Pair Corralation between SPACE and Highstreet
Assuming the 90 days horizon SPACE is expected to generate 3.02 times less return on investment than Highstreet. But when comparing it to its historical volatility, SPACE is 1.05 times less risky than Highstreet. It trades about 0.05 of its potential returns per unit of risk. Highstreet is currently generating about 0.15 of returns per unit of risk over similar time horizon. If you would invest 132.00 in Highstreet on September 20, 2024 and sell it today you would earn a total of 27.00 from holding Highstreet or generate 20.45% return on investment over 90 days.

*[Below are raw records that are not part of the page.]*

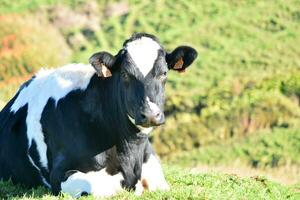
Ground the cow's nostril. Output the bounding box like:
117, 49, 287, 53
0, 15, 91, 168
140, 113, 146, 120
155, 112, 161, 118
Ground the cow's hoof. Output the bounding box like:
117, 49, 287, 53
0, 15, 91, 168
134, 180, 144, 196
81, 191, 89, 196
141, 178, 170, 191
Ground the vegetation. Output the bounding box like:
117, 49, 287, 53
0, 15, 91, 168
0, 14, 71, 80
171, 128, 300, 168
0, 0, 299, 155
1, 166, 299, 200
0, 13, 71, 100
0, 0, 299, 199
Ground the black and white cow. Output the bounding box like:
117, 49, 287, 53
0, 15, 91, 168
0, 33, 197, 197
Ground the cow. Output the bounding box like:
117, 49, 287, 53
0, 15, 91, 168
0, 33, 197, 197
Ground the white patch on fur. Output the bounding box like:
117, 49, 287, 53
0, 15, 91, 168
125, 36, 161, 77
127, 115, 153, 134
146, 97, 160, 114
134, 180, 144, 196
28, 155, 51, 188
61, 169, 124, 198
141, 154, 169, 191
139, 126, 153, 134
10, 64, 96, 169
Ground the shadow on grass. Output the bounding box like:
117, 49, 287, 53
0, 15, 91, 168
0, 180, 51, 199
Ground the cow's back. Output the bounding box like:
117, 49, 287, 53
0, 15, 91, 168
0, 64, 97, 188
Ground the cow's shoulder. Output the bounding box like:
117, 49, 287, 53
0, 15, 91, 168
11, 63, 96, 113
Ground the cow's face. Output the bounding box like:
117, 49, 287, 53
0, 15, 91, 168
89, 33, 197, 128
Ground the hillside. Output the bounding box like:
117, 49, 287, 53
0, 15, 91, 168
170, 128, 300, 185
0, 0, 299, 156
0, 0, 299, 199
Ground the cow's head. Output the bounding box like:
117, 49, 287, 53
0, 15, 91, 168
89, 33, 197, 129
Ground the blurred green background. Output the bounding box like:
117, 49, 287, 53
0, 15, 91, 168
0, 0, 299, 185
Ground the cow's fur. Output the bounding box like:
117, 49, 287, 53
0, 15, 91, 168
0, 33, 197, 197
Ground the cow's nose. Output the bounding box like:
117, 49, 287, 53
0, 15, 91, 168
140, 110, 165, 126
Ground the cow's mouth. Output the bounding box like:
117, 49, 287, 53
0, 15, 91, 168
127, 114, 148, 127
127, 114, 154, 134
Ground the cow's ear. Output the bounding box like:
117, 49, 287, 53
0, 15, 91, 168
89, 51, 116, 78
166, 46, 198, 73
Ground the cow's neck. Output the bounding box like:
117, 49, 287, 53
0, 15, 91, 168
88, 73, 139, 141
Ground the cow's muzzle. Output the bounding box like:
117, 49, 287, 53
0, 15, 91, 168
137, 109, 165, 127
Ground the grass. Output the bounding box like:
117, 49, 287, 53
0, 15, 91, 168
0, 1, 300, 199
165, 128, 300, 185
171, 128, 300, 168
1, 166, 299, 200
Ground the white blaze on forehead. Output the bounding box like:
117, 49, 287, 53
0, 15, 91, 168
125, 36, 161, 77
10, 63, 96, 169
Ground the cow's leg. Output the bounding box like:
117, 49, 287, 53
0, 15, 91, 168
61, 169, 124, 198
116, 137, 148, 192
106, 145, 144, 196
49, 153, 70, 195
118, 163, 145, 196
141, 143, 169, 191
118, 154, 140, 191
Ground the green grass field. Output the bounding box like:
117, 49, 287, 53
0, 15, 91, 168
0, 0, 299, 199
1, 167, 299, 200
172, 128, 300, 168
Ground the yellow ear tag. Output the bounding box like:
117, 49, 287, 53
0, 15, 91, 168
173, 57, 184, 70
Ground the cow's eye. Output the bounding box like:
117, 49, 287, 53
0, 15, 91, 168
121, 71, 130, 82
158, 72, 167, 82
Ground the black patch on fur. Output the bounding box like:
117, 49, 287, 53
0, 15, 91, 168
0, 104, 45, 187
29, 140, 50, 183
89, 51, 116, 72
63, 170, 79, 182
166, 46, 198, 70
19, 76, 35, 91
122, 33, 161, 47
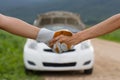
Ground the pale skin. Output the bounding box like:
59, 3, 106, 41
0, 14, 40, 39
50, 14, 120, 47
0, 14, 120, 48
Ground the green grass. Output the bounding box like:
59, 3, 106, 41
99, 29, 120, 43
0, 28, 119, 80
0, 30, 43, 80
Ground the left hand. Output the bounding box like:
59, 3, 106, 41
49, 30, 75, 53
49, 33, 80, 53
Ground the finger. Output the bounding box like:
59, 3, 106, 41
52, 42, 62, 53
51, 35, 62, 43
49, 39, 60, 48
49, 40, 55, 48
49, 37, 60, 48
52, 43, 57, 52
49, 35, 64, 47
56, 42, 62, 53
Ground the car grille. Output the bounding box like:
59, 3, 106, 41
43, 49, 75, 53
43, 62, 76, 67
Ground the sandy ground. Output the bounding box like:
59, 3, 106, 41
42, 39, 120, 80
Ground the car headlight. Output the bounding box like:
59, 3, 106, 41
81, 41, 90, 50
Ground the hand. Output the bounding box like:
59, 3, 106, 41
51, 30, 74, 53
50, 33, 80, 49
36, 28, 74, 53
51, 37, 74, 53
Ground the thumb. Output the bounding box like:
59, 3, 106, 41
49, 36, 62, 48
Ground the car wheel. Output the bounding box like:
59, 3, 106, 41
84, 67, 93, 75
24, 67, 33, 75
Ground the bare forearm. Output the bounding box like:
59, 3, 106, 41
77, 14, 120, 42
0, 14, 40, 39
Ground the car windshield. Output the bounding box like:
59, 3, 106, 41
44, 25, 80, 33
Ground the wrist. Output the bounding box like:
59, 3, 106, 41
75, 31, 88, 43
36, 28, 54, 43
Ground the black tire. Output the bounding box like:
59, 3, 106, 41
24, 67, 34, 75
84, 67, 93, 75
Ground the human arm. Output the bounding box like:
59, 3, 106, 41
50, 13, 120, 46
0, 14, 40, 39
0, 14, 73, 53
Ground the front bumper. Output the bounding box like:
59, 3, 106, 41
24, 44, 94, 71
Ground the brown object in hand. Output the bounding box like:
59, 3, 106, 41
53, 30, 73, 38
52, 30, 73, 53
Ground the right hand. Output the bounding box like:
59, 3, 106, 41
52, 30, 74, 53
49, 33, 80, 51
36, 28, 74, 53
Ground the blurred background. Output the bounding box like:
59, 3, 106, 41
1, 0, 120, 25
0, 0, 120, 80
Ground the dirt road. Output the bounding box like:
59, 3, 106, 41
43, 39, 120, 80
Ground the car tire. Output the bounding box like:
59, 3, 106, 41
24, 67, 34, 75
84, 67, 93, 75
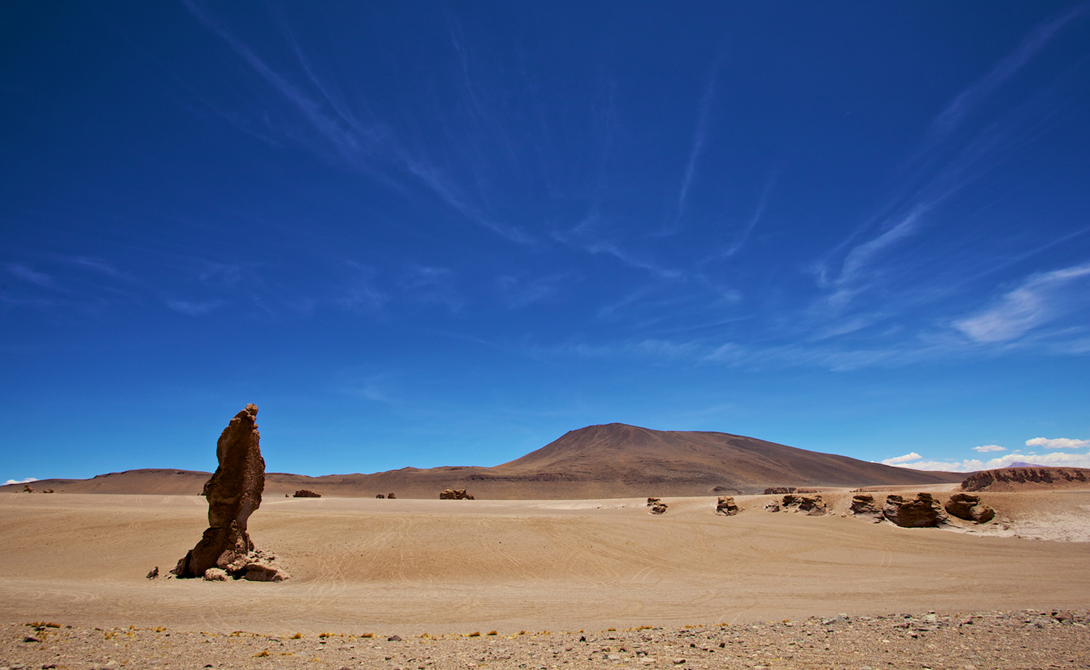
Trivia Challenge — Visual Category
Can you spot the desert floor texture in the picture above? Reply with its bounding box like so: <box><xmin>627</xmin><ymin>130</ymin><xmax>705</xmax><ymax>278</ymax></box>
<box><xmin>2</xmin><ymin>489</ymin><xmax>1089</xmax><ymax>668</ymax></box>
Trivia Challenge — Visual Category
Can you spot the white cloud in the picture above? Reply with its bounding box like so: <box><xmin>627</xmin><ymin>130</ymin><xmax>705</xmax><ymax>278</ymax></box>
<box><xmin>1026</xmin><ymin>437</ymin><xmax>1089</xmax><ymax>449</ymax></box>
<box><xmin>973</xmin><ymin>444</ymin><xmax>1006</xmax><ymax>453</ymax></box>
<box><xmin>4</xmin><ymin>477</ymin><xmax>38</xmax><ymax>486</ymax></box>
<box><xmin>893</xmin><ymin>450</ymin><xmax>1090</xmax><ymax>473</ymax></box>
<box><xmin>881</xmin><ymin>452</ymin><xmax>922</xmax><ymax>465</ymax></box>
<box><xmin>954</xmin><ymin>261</ymin><xmax>1090</xmax><ymax>343</ymax></box>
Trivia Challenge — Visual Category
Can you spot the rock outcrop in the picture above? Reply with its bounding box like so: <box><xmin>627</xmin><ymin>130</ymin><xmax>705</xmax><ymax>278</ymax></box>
<box><xmin>883</xmin><ymin>493</ymin><xmax>947</xmax><ymax>527</ymax></box>
<box><xmin>768</xmin><ymin>494</ymin><xmax>827</xmax><ymax>516</ymax></box>
<box><xmin>292</xmin><ymin>489</ymin><xmax>321</xmax><ymax>498</ymax></box>
<box><xmin>849</xmin><ymin>493</ymin><xmax>883</xmax><ymax>522</ymax></box>
<box><xmin>961</xmin><ymin>467</ymin><xmax>1090</xmax><ymax>492</ymax></box>
<box><xmin>387</xmin><ymin>492</ymin><xmax>396</xmax><ymax>499</ymax></box>
<box><xmin>375</xmin><ymin>494</ymin><xmax>385</xmax><ymax>499</ymax></box>
<box><xmin>715</xmin><ymin>496</ymin><xmax>740</xmax><ymax>516</ymax></box>
<box><xmin>650</xmin><ymin>502</ymin><xmax>669</xmax><ymax>514</ymax></box>
<box><xmin>945</xmin><ymin>493</ymin><xmax>995</xmax><ymax>523</ymax></box>
<box><xmin>440</xmin><ymin>489</ymin><xmax>474</xmax><ymax>500</ymax></box>
<box><xmin>23</xmin><ymin>484</ymin><xmax>33</xmax><ymax>493</ymax></box>
<box><xmin>646</xmin><ymin>497</ymin><xmax>661</xmax><ymax>507</ymax></box>
<box><xmin>171</xmin><ymin>405</ymin><xmax>287</xmax><ymax>582</ymax></box>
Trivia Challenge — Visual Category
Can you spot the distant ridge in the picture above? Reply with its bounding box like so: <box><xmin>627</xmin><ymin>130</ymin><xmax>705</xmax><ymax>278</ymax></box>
<box><xmin>1</xmin><ymin>423</ymin><xmax>963</xmax><ymax>499</ymax></box>
<box><xmin>961</xmin><ymin>466</ymin><xmax>1090</xmax><ymax>492</ymax></box>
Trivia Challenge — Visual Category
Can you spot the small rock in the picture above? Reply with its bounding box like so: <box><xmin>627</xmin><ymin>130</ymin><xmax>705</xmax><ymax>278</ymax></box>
<box><xmin>203</xmin><ymin>568</ymin><xmax>228</xmax><ymax>581</ymax></box>
<box><xmin>22</xmin><ymin>636</ymin><xmax>39</xmax><ymax>643</ymax></box>
<box><xmin>146</xmin><ymin>566</ymin><xmax>159</xmax><ymax>580</ymax></box>
<box><xmin>387</xmin><ymin>635</ymin><xmax>403</xmax><ymax>642</ymax></box>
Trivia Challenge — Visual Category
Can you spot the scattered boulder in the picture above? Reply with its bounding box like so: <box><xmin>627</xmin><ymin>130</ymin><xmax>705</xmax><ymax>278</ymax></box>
<box><xmin>764</xmin><ymin>500</ymin><xmax>781</xmax><ymax>512</ymax></box>
<box><xmin>650</xmin><ymin>502</ymin><xmax>669</xmax><ymax>515</ymax></box>
<box><xmin>387</xmin><ymin>492</ymin><xmax>396</xmax><ymax>499</ymax></box>
<box><xmin>849</xmin><ymin>494</ymin><xmax>883</xmax><ymax>523</ymax></box>
<box><xmin>293</xmin><ymin>490</ymin><xmax>321</xmax><ymax>498</ymax></box>
<box><xmin>23</xmin><ymin>484</ymin><xmax>33</xmax><ymax>493</ymax></box>
<box><xmin>375</xmin><ymin>494</ymin><xmax>385</xmax><ymax>499</ymax></box>
<box><xmin>440</xmin><ymin>489</ymin><xmax>474</xmax><ymax>500</ymax></box>
<box><xmin>646</xmin><ymin>497</ymin><xmax>662</xmax><ymax>507</ymax></box>
<box><xmin>945</xmin><ymin>493</ymin><xmax>995</xmax><ymax>524</ymax></box>
<box><xmin>883</xmin><ymin>493</ymin><xmax>948</xmax><ymax>527</ymax></box>
<box><xmin>715</xmin><ymin>496</ymin><xmax>740</xmax><ymax>516</ymax></box>
<box><xmin>171</xmin><ymin>404</ymin><xmax>288</xmax><ymax>582</ymax></box>
<box><xmin>42</xmin><ymin>488</ymin><xmax>54</xmax><ymax>494</ymax></box>
<box><xmin>146</xmin><ymin>566</ymin><xmax>159</xmax><ymax>580</ymax></box>
<box><xmin>203</xmin><ymin>568</ymin><xmax>228</xmax><ymax>582</ymax></box>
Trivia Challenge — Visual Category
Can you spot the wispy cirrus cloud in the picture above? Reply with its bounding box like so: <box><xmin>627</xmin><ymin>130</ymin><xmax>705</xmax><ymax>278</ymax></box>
<box><xmin>676</xmin><ymin>68</ymin><xmax>718</xmax><ymax>222</ymax></box>
<box><xmin>7</xmin><ymin>264</ymin><xmax>58</xmax><ymax>289</ymax></box>
<box><xmin>929</xmin><ymin>5</ymin><xmax>1086</xmax><ymax>138</ymax></box>
<box><xmin>166</xmin><ymin>299</ymin><xmax>224</xmax><ymax>316</ymax></box>
<box><xmin>954</xmin><ymin>261</ymin><xmax>1090</xmax><ymax>343</ymax></box>
<box><xmin>181</xmin><ymin>1</ymin><xmax>533</xmax><ymax>246</ymax></box>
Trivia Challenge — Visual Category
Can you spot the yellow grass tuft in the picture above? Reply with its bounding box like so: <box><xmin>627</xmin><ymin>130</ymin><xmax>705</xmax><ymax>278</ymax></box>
<box><xmin>252</xmin><ymin>650</ymin><xmax>269</xmax><ymax>658</ymax></box>
<box><xmin>487</xmin><ymin>630</ymin><xmax>498</xmax><ymax>636</ymax></box>
<box><xmin>467</xmin><ymin>631</ymin><xmax>480</xmax><ymax>637</ymax></box>
<box><xmin>360</xmin><ymin>632</ymin><xmax>374</xmax><ymax>638</ymax></box>
<box><xmin>290</xmin><ymin>633</ymin><xmax>303</xmax><ymax>639</ymax></box>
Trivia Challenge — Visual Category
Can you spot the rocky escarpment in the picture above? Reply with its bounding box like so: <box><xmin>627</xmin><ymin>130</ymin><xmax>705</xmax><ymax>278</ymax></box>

Time Period | 3 Months [change] |
Direction | Moves Together |
Strength | Very Strong |
Accuracy | 100.0% |
Values | Daily Returns |
SPACE vs. Highstreet
Performance |
Timeline |
SPACE |
Highstreet |
SPACE and Highstreet Volatility Contrast
Predicted Return Density |
Returns |
Pair Trading with SPACE and Highstreet
The main advantage of trading using opposite SPACE and Highstreet positions is that it hedges away some unsystematic risk. Because of two separate transactions, even if SPACE position performs unexpectedly, Highstreet can make up some of the losses. Pair trading also minimizes risk from directional movements in the market. For example, if an entire industry or sector drops because of unexpected headlines, the short position in Highstreet will offset losses from the drop in Highstreet's long position.The idea behind SPACE and Highstreet pairs trading is to make the combined position market-neutral, meaning the overall market's direction will not affect its win or loss (or potential downside or upside). This can be achieved by designing a pairs trade with two highly correlated stocks or equities that operate in a similar space or sector, making it possible to obtain profits through simple and relatively low-risk investment.Check out your portfolio center.Note that this page's information should be used as a complementary analysis to find the right mix of equity instruments to add to your existing portfolios or create a brand new portfolio. You can also try the Portfolio Comparator module to compare the composition, asset allocations and performance of any two portfolios in your account.